- DXY bounces off lows in the 96.40/35 band on Monday.
- Focus remains on the advance of the COVID-19 pandemic.
- Monthly Budget Statement, Fed’s Williams next on tap.
The greenback, when tracked by the US Dollar Index (DXY), has managed to regain some poise and rebound from earlier lows in the 96.40/35 band.
US Dollar Index looks to the pandemic, risk-trends
The index has started the week on the negative note although it manages well to fade part of the initial pessimism following the opening bell in Europe on Monday.
In the meantime, investors’ attention remains on the unremitting progress of the coronavirus pandemic and the potential impacts on the gradual re-opening of the economy.
Later in the US data space, the Monthly Budge Statement will be the only release of note, while New York Fed J.Williams (permanent voter, centrist) is due to speak as well.
What to look for around USD
The progress of the COVID-19 in the US remains in the centre of the debate amidst efforts to keep the re-opening of the economy well in place. As always, the broad risk appetite trends emerge as the main driver for the dollar in the short-term coupled with omnipresent US-China trade and geopolitical effervescence. On the constructive stance around the buck, bouts of risk aversion should support the investors’ preference for the greenback as a safe haven along with its status of global reserve currency and store of value. Playing against this, the ongoing (and potentially extra) stimulus packages by the Federal Reserve could limit the dollar’s upside.
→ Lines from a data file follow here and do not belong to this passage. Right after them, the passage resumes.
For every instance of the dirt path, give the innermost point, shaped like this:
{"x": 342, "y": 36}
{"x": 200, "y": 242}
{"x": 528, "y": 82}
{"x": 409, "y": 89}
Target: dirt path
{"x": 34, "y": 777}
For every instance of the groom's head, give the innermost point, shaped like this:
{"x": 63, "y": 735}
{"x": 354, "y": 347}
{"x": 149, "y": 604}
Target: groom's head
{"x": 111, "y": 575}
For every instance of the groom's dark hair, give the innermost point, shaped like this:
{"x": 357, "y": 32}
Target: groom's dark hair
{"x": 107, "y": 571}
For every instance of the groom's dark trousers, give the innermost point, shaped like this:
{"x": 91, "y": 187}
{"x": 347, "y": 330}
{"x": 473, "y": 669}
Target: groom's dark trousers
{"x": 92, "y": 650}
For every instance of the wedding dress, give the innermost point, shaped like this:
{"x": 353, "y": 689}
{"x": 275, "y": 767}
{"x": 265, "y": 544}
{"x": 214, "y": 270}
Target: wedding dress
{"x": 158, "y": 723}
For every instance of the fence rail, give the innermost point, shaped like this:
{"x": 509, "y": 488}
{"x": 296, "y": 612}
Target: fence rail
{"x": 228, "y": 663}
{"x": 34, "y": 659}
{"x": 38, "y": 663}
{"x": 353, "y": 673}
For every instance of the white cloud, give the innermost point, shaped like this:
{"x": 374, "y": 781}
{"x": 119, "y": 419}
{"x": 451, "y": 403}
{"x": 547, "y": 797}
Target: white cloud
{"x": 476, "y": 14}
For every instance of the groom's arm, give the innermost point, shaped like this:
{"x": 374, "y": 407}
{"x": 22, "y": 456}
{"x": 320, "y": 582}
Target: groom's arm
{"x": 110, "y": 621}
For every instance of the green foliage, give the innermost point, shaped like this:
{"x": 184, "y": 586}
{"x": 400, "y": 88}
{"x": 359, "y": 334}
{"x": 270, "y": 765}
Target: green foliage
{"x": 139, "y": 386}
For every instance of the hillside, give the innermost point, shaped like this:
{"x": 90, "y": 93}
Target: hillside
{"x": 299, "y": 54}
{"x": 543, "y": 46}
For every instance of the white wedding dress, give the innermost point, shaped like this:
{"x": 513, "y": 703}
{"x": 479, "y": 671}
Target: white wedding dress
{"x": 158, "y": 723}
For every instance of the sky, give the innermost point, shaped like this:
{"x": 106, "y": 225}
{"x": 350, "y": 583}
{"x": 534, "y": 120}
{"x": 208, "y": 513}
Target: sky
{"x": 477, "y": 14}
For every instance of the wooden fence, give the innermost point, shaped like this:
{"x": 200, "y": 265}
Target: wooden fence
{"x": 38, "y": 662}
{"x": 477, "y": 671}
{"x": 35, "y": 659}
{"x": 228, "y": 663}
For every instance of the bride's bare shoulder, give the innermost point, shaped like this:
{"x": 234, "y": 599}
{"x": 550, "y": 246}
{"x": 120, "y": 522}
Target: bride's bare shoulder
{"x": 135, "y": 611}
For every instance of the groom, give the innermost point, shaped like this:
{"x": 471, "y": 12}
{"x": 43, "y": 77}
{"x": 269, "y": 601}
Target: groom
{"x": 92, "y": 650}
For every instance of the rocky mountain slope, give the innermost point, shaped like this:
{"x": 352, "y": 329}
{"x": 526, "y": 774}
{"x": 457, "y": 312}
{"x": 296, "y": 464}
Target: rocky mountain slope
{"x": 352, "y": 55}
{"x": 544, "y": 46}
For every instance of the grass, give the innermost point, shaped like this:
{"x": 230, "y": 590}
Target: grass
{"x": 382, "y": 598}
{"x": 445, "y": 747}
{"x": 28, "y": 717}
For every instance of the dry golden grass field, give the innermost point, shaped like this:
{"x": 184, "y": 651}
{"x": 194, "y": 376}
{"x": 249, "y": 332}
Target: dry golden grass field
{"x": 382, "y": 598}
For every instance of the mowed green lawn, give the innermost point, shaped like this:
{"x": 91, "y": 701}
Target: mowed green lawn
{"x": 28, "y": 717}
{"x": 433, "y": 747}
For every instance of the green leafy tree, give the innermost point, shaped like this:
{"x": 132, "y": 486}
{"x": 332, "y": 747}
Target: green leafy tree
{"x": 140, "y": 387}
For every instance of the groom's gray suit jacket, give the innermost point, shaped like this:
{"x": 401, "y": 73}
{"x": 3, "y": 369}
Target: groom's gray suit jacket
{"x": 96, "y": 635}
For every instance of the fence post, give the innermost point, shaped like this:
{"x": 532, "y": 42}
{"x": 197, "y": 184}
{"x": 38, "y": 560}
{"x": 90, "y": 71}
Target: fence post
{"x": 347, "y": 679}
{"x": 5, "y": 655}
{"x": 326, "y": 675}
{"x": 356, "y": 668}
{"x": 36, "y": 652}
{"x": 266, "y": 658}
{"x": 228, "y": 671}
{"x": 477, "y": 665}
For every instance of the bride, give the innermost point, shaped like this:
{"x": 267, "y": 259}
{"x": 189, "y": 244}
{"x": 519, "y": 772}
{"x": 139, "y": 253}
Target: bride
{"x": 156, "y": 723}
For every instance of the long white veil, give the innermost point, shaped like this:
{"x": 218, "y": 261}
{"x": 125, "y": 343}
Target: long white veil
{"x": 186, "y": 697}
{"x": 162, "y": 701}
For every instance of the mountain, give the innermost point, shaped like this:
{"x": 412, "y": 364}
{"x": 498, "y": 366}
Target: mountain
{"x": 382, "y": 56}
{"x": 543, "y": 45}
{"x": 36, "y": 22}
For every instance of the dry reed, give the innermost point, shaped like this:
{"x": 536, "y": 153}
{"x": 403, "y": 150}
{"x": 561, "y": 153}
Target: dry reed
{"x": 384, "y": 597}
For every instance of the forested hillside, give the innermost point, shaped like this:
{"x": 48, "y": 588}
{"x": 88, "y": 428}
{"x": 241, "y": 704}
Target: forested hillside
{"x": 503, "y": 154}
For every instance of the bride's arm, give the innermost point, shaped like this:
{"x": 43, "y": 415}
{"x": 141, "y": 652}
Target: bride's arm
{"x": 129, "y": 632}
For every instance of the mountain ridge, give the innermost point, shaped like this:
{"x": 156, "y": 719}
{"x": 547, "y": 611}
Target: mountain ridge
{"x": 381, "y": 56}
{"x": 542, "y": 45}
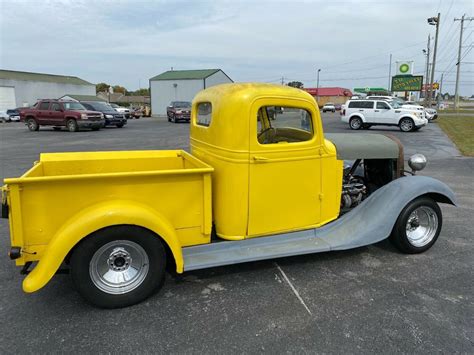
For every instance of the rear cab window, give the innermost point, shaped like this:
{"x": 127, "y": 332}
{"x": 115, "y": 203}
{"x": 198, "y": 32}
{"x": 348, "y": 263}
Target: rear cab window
{"x": 276, "y": 124}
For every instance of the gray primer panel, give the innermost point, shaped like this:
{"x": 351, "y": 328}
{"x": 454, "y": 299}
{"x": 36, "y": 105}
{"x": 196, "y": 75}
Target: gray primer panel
{"x": 369, "y": 223}
{"x": 352, "y": 146}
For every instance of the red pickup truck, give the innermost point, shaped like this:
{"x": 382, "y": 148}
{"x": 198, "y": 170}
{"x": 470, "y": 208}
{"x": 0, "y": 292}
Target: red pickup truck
{"x": 57, "y": 113}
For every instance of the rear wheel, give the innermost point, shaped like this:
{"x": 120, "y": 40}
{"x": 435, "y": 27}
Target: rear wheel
{"x": 406, "y": 124}
{"x": 118, "y": 266}
{"x": 418, "y": 226}
{"x": 32, "y": 124}
{"x": 355, "y": 123}
{"x": 72, "y": 125}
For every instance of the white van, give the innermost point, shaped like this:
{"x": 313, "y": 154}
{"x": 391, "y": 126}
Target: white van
{"x": 366, "y": 113}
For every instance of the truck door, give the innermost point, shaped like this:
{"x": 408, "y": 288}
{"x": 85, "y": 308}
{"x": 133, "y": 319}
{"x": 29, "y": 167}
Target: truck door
{"x": 285, "y": 167}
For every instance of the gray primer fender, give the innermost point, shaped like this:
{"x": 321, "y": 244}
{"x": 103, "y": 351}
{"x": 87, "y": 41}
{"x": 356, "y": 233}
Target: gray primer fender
{"x": 368, "y": 223}
{"x": 373, "y": 220}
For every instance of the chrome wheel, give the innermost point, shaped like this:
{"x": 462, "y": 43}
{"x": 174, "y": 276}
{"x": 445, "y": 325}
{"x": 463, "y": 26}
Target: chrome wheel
{"x": 119, "y": 267}
{"x": 422, "y": 225}
{"x": 406, "y": 125}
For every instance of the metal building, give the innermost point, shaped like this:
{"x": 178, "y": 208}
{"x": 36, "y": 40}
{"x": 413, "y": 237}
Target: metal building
{"x": 20, "y": 89}
{"x": 182, "y": 85}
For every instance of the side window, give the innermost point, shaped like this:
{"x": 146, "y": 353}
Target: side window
{"x": 276, "y": 124}
{"x": 204, "y": 114}
{"x": 383, "y": 106}
{"x": 44, "y": 105}
{"x": 368, "y": 104}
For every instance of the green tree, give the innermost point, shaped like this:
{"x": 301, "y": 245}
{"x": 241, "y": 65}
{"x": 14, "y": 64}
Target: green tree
{"x": 296, "y": 84}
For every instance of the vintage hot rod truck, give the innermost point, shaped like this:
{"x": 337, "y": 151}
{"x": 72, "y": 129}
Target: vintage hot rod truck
{"x": 262, "y": 181}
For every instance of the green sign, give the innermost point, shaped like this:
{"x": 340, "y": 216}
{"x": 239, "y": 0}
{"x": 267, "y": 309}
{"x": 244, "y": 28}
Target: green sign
{"x": 407, "y": 83}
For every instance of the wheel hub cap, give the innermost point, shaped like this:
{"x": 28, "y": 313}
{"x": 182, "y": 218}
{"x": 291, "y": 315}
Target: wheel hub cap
{"x": 119, "y": 267}
{"x": 421, "y": 227}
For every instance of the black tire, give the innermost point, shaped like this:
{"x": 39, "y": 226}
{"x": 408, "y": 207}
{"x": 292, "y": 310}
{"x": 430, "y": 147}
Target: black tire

US Dollar Index relevant levels
At the moment, the index is losing 0.04% at 96.62 and faces the next contention at 96.24 (monthly low Jul.9) seconded by 96.03 (50% Fibo of the 2017-2018 drop) and then 95.72 (monthly low Jun.10). On the other hand, a break above 97.80 (weekly high Jun.30) would aim for 97.87 (61.8% Fibo of the 2017-2018 drop) and finally 98.25 (200-day SMA).